Gian Biagio Conte, La letteratura dell’età imperiale, in Filologia latina, direttore Fritz Graf, a c. di Marina Molin Pradel, trad. it. di Silvia Palermo, Roma, Salerno Editrice, 2003, pp. 309-401.
* * *
Come avvertiva egli stesso («Hoc illis narro qui me non intellegunt», III, 12, 8) comprensione e fortuna presso i contemporanei Fedro non ebbe, pur essendo il più notevole poeta del suo tempo, e neppure presso gli scrittori delle successive generazioni. Seneca e Quintiliano tacciono di lui o per ignoranza o di proposito. Soltanto Marziale lo nomina (III, 20, 5): «improbi iocos Phaedri». Ma della sua missione di favolista e del suo merito di scrittore Fedro ebbe sicura coscienza: preannunziò l’immortalità del suo nome: «Habebunt certe quo se oblectent posteri» (III, Ad Eut., 32). E le delusioni in vita furono compensate dalla gloria postuma che gli fu conferita dopo molti secoli, quando nel 1596 l’edizione principale di Pietro Pithou collocava Fedro tra i classici dell’arte favolistica europea.

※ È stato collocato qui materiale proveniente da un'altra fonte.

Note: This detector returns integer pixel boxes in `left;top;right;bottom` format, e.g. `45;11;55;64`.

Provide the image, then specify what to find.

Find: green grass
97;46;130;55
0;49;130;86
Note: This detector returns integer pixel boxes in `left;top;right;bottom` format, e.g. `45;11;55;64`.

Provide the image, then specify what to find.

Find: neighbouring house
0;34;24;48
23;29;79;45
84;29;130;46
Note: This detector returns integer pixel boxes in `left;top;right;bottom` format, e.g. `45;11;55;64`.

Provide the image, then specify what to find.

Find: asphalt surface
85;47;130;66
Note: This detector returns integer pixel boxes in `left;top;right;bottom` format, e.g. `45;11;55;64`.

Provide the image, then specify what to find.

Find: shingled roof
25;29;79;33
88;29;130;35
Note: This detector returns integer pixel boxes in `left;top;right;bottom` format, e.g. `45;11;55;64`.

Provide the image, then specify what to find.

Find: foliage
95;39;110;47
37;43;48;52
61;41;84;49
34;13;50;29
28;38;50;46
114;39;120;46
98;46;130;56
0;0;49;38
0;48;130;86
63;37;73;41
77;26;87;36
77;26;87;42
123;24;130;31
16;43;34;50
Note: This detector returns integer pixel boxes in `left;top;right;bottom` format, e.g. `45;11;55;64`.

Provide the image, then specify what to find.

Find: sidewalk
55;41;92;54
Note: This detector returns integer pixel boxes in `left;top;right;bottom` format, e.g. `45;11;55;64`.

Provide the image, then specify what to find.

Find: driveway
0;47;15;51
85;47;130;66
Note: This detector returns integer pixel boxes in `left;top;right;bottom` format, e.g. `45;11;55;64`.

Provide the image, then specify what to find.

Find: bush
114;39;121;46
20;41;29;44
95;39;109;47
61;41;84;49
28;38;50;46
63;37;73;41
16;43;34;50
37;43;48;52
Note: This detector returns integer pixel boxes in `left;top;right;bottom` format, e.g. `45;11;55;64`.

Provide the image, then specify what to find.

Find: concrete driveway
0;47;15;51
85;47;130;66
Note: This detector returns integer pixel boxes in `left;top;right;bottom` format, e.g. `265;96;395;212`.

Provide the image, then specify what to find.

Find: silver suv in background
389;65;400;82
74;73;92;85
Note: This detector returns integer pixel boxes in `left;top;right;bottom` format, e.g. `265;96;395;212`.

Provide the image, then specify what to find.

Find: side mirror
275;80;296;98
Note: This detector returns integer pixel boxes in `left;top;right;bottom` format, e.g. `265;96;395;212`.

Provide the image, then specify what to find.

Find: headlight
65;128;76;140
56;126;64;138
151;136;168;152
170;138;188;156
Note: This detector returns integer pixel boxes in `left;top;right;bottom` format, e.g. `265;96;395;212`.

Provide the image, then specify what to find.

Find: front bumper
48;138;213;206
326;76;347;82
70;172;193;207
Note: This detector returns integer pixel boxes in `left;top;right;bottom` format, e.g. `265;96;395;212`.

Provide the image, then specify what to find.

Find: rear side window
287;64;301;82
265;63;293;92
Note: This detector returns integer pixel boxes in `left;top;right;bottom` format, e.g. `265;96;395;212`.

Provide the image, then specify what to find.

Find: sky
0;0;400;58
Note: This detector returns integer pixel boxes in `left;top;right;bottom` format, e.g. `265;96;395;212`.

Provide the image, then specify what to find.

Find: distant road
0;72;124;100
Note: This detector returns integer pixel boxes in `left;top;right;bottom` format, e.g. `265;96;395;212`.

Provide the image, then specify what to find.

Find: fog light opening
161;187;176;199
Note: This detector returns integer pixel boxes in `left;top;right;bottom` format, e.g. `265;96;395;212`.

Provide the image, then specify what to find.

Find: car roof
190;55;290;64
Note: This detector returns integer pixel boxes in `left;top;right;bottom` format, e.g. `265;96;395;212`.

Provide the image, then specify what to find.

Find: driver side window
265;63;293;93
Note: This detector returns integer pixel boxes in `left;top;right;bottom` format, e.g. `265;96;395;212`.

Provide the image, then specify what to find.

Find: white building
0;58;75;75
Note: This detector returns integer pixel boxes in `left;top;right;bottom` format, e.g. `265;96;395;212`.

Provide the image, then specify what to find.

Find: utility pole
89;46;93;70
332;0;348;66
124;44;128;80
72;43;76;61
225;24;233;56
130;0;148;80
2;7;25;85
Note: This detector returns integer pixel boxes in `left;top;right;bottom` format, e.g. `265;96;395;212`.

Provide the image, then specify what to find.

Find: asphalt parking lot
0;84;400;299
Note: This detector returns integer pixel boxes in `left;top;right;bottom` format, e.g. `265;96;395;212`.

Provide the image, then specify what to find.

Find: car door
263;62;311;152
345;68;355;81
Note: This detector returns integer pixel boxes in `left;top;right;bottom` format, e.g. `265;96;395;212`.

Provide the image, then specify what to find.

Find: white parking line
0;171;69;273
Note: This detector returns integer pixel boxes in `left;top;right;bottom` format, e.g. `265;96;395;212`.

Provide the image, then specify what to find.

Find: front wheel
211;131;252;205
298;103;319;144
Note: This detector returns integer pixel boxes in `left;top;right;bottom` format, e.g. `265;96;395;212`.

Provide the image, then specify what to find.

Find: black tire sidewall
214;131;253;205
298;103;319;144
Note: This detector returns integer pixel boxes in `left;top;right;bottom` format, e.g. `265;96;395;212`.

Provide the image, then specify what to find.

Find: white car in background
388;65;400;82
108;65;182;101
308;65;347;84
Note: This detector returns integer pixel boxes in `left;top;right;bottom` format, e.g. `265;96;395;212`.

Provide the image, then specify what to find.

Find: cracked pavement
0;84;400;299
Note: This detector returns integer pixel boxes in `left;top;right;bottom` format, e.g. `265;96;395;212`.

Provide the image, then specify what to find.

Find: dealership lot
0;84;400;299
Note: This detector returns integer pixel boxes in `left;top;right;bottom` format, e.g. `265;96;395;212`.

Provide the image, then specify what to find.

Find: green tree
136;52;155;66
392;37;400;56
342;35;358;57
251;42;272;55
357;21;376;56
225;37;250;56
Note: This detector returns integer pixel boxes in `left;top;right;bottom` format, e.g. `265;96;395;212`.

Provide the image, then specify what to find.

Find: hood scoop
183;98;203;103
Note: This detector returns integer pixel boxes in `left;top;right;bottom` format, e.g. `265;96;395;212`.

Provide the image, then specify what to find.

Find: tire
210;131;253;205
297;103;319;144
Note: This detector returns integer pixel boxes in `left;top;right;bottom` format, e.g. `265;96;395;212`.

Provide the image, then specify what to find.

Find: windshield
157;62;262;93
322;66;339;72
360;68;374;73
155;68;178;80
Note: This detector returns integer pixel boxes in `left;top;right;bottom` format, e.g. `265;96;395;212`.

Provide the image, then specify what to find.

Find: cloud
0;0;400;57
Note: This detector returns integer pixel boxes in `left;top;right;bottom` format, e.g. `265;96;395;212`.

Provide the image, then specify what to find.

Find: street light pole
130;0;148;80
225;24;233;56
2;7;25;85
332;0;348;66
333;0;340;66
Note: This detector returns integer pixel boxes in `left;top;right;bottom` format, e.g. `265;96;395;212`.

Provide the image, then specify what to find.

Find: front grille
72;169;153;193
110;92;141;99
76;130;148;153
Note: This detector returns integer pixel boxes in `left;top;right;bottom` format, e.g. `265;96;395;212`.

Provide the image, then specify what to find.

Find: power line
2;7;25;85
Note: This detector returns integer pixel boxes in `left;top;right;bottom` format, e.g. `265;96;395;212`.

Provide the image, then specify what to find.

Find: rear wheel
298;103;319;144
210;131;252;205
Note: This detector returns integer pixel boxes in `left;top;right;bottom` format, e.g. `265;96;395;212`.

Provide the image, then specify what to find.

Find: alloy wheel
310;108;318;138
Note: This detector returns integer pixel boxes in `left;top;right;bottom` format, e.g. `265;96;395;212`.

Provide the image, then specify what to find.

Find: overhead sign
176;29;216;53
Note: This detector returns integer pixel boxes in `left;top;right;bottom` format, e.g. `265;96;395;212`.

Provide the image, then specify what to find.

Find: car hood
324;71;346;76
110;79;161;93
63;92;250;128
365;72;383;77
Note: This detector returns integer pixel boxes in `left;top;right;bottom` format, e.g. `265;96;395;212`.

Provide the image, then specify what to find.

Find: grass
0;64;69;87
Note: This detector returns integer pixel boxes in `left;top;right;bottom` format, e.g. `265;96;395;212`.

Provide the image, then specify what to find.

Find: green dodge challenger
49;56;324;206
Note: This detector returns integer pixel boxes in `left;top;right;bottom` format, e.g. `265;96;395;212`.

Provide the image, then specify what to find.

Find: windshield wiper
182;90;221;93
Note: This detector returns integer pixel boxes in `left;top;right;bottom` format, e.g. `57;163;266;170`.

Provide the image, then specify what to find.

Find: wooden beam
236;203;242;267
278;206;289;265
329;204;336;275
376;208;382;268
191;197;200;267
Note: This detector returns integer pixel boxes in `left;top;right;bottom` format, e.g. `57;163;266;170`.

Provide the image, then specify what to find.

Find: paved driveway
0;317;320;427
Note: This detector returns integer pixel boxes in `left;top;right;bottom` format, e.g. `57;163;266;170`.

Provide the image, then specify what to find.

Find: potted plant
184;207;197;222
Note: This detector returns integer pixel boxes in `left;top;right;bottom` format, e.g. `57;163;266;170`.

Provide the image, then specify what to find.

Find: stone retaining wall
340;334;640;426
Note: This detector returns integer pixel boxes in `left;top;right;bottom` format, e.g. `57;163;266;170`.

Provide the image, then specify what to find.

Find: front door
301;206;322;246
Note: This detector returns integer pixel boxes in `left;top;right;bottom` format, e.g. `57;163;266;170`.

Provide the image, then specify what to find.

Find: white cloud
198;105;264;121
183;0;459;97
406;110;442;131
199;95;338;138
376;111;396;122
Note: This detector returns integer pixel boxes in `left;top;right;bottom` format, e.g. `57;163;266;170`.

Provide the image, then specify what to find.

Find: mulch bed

Enzio Cetrangolo, Breve storia della letteratura latina, Pordenone, Edizioni Studio Tesi, 1991, pp. 167-173.
* * *
La brevità della concezione accompagnata da uno stile conciso dà particolare rilievo a questi lavori di miniatura; la lingua è sempre efficace ed esprime il pensiero con rapidità. A questo effetto Fedro non si fa scrupolo di scegliere vocaboli anche da scrittori antichi e dal popolo, offrendo una varietà, che poteva spiacere ai puristi. Spesso ricorre a forme astratte e qualche volta usa costrutti un po’ contorti; ma non ostante taluni difetti, bisogna riconoscere che questo poeta di cose piccole riesce ad interessare e a divertire, adattando all’ufficio della satira morale e civile la vita degli animali.
La raccolta delle favole ha subìto qualche guasto e delle perdite, perché mancano le favole degli alberi annunziate nel prologo del libro primo. Nell’età del rinascimento Niccolò Perotto, arcivescovo di Manfredonia, trascrisse da un manoscritto più antico 32 favole, che completerebbero la raccolta, se non fossero sorti dei dubbi circa l’autenticità di questa appendice, che alcuni ritengono del Perotto medesimo.
Ferdinando De Paola, Storia della letteratura latina, Genova-Roma-Napoli-Città di Castello, Società Editrice Dante Alighieri, 1947, pp. 253-256.